PARIS (Reuters) - Les valeurs à suivre lundi à la Bourse de Paris où le CAC 40 progresse de 0,2% à 4.497,68 points, porté notamment par les ressources de base favorisées par la hausse du dollar et par les banques sur des rumeurs de concentration dans le secteur et de perspectives de remontée des taux.

* ARCELORMITTAL enregistre la plus forte hausse du CAC 40 (+3,05% à 6,569 euros). Société Générale a relevé son objectif de cours à 7,54 euros contre 4,5 euros précédemment avec une recommandation inchangée à "achat". L'analyste estime que la société bénéficiera à moyen terme des mesures de protection tarifaires sur l'acier instaurées par les gouvernements européens et de la réduction du poids de sa dette.

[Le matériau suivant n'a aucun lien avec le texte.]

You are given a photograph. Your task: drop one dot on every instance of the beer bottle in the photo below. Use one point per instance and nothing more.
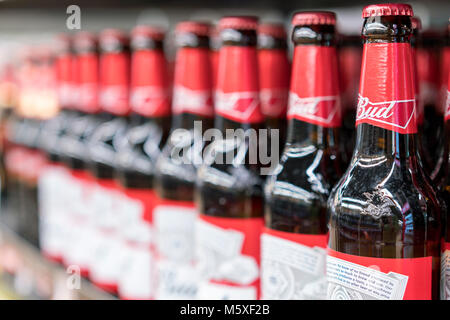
(229, 184)
(274, 72)
(175, 214)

* LAFARGEHOLCIM enregistre une hausse de 1,41% à 51,94 euros. Le cimentier franco-suisse annoncera vendredi, lors de sa journée investisseurs, des mesures de réduction des coûts qui passeront par la fermeture de filiales étrangères et des suppressions de postes sur ses principaux marchés, dont la France, a rapporté le journal dominical suisse Sonntagszeitung.

* Les valeurs bancaires signent une progression de 1,09%. BNP gagne 1,39% à 55,53 euros, SOCIETE GENERALE 0,59% à 40,04 euros et NATIXIS 1,69% à 4,758 euros.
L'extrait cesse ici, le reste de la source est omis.